Marie Curie’s son-in-law won the Stalin Peace Prize. Starfish are colorblind. I don’t know how bikes work, but it turns out nobody does. Never before have you had the opportunity to discover so many new facts about so many different topics. At MIT Splash, an annual program taking place the weekend before Thanksgiving, students have the opportunity to learn about practically anything. Don’t fret, just because this event takes place on MIT’s campus doesn’t mean you need to be a genius or computer master. You can fill your schedule with classes ranging from “How to Knit” and “Let’s Talk about Baseball!” to “Finite Automata and Regular Expressions”. Now, I have zero interest in any of those things. In fact, I have no clue what automata means. Personally, I’d much rather take a class about solving a Rubix cube blindfolded or the science of chocolate. That’s exactly what I did, inviting two friends and moseying on down to Boston for the weekend. I’d highly recommend this opportunity to anyone in high school, unless you’re under eleven (doctor’s orders).
Some of my favorite classes included “The Structure of Personality”, “Introduction to Typography” and “The Neuroscience of Zombies.” Some might not like having to follow a schedule, so if you are in the mood for something more casual, the program also has walk-in classes throughout the weekend that you can wander in and out of. I participated in these as well. I made a mini acrylic painting (easel included) and appreciated all juices except for Ruby Red. Getting to classes proved to be difficult, however. It was slightly intimidating to navigate over 35 buildings, each with multiple floors. Maps are provided, but without any sense of direction, I remained thoroughly confused. Luckily for me, volunteers lined the halls to help direct students to the right locations.

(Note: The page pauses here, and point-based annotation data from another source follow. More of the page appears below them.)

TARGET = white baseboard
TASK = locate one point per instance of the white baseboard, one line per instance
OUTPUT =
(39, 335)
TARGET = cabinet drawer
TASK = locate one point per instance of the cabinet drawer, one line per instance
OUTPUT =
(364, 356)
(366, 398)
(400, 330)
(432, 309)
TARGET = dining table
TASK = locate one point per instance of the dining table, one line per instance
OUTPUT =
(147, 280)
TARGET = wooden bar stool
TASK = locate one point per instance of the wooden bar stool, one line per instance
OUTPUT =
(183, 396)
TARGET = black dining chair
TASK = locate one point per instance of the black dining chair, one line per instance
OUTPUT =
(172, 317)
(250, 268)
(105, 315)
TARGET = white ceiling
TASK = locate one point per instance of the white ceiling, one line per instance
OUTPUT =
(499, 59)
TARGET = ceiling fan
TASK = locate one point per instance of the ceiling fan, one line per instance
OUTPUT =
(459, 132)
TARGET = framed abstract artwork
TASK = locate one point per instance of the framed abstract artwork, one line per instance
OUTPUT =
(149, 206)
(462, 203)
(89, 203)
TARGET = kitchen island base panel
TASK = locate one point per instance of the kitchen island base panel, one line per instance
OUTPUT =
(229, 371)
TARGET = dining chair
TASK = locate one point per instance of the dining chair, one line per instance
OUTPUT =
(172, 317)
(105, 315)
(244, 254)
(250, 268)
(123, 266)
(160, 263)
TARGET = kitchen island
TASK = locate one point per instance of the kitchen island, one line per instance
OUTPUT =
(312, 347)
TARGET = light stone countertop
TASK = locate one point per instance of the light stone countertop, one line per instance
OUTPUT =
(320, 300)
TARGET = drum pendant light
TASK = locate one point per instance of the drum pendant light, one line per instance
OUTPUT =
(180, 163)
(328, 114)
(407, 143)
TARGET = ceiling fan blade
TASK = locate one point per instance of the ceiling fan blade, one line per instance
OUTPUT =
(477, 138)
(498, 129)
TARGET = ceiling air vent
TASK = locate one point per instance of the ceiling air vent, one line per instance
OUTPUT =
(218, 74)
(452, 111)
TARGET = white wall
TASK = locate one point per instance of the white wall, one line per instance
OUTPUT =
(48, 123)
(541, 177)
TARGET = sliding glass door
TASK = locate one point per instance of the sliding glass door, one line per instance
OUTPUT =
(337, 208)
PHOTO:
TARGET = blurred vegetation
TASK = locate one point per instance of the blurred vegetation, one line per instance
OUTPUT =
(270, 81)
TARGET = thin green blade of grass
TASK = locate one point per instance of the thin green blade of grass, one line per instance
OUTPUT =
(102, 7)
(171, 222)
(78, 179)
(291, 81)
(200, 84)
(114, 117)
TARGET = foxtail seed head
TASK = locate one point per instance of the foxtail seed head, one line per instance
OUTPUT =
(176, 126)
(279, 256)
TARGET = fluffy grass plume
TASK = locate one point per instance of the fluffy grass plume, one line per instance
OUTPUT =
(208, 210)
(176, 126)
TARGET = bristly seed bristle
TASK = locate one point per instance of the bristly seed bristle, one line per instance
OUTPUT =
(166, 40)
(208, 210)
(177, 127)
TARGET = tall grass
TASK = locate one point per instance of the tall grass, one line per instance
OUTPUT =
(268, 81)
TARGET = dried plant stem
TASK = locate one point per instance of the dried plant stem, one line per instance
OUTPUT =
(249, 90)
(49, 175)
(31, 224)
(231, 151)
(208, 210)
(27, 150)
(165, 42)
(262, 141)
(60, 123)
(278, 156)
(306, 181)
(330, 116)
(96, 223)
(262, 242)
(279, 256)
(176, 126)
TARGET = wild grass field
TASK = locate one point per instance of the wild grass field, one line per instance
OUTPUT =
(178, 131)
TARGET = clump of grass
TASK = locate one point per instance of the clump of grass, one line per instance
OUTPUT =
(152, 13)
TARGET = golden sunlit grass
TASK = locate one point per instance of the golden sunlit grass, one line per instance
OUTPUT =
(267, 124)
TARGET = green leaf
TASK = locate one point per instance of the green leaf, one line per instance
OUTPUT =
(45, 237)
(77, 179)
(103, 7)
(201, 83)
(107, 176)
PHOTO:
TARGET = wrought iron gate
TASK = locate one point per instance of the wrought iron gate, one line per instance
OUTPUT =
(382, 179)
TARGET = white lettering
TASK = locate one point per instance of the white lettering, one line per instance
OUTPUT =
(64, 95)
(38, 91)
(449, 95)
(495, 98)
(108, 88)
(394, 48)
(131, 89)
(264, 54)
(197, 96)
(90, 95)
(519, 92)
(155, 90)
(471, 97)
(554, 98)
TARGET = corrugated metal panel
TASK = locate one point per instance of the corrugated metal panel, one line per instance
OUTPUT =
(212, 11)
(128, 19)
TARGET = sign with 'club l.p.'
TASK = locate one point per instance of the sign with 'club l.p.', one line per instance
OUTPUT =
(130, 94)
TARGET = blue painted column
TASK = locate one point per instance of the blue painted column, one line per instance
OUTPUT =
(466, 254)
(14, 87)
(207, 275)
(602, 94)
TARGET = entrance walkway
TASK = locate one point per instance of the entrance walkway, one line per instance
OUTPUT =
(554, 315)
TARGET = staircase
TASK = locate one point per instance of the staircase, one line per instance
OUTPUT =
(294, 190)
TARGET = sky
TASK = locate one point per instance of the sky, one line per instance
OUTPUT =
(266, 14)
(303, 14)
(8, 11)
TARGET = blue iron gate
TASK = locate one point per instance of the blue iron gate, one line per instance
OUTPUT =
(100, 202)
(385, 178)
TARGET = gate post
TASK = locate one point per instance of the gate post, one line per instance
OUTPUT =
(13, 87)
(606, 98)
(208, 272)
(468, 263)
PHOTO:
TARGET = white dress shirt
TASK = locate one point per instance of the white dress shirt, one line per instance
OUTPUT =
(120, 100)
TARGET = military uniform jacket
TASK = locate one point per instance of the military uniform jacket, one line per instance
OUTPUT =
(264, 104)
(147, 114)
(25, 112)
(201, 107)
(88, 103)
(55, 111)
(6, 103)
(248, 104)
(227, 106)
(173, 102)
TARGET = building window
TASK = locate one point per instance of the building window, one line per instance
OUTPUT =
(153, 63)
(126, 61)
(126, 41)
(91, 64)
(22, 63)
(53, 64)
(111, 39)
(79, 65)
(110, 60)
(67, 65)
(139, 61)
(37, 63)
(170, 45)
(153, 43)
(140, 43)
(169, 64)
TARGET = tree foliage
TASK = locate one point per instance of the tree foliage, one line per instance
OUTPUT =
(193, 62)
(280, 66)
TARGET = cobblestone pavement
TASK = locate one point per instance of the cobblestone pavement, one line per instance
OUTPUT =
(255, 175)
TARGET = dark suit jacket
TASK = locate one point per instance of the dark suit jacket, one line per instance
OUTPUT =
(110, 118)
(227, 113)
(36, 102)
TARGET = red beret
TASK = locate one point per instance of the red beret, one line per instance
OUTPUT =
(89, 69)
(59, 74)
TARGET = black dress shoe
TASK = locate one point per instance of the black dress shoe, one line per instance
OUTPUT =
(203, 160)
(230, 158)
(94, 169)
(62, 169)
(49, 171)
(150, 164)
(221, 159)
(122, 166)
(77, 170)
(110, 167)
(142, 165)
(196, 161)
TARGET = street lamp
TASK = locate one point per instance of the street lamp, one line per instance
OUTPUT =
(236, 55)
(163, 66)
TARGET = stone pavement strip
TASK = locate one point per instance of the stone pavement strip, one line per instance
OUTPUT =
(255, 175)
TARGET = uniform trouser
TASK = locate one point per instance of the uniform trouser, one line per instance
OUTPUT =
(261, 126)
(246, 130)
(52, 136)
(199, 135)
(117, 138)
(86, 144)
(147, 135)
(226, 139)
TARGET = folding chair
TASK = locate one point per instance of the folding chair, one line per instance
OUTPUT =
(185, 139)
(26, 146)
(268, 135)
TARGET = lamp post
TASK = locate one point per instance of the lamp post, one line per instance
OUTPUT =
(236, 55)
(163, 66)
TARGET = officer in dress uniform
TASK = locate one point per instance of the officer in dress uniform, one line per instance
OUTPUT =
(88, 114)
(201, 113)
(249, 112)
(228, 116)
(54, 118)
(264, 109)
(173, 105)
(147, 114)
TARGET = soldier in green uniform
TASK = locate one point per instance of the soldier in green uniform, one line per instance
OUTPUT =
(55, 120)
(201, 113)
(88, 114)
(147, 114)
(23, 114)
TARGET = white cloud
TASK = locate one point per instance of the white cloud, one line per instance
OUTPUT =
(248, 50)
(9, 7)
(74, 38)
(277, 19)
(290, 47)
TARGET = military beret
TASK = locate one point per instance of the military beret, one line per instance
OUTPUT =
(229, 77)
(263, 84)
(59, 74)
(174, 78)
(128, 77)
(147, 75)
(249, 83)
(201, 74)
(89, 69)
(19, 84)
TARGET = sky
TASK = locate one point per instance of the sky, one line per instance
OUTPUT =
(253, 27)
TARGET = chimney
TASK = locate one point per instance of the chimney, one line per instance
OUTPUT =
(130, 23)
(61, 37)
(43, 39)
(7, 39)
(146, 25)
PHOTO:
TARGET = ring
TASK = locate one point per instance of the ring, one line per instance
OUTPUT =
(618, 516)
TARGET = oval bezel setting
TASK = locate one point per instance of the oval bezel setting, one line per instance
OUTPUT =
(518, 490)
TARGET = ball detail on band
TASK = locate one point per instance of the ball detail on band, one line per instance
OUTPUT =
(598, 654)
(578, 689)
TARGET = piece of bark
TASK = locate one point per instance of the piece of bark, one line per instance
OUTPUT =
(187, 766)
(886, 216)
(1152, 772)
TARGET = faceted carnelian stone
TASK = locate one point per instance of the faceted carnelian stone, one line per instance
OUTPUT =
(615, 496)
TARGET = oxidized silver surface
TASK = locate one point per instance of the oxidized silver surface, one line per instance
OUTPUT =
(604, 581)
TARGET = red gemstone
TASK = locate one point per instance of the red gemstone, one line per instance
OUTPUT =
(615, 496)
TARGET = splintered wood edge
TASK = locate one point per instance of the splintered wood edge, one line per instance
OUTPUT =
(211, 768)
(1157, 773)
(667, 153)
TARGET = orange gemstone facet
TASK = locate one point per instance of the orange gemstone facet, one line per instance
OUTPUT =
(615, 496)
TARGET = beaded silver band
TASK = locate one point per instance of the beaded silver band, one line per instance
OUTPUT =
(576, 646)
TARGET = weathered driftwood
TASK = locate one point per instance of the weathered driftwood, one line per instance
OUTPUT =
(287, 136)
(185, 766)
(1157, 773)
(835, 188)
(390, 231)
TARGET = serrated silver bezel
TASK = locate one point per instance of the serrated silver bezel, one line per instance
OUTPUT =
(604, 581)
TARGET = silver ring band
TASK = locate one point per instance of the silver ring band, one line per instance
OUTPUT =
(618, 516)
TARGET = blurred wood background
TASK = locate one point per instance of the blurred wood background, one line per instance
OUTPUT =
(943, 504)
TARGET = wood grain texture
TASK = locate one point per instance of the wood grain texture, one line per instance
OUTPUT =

Splash helps to prepare high schoolers for college in that it introduces participants to new people with similar interests and to the frenzy of a college campus. In a more straightforward way, you can take classes on life skills, like “Making Good Financial Decisions” or “Preparing for College.” These are classes that help prepare you for the real world and aren’t included in most schools’ core curriculum. Education is vital, and this program inspires young learners to broaden their academic horizons.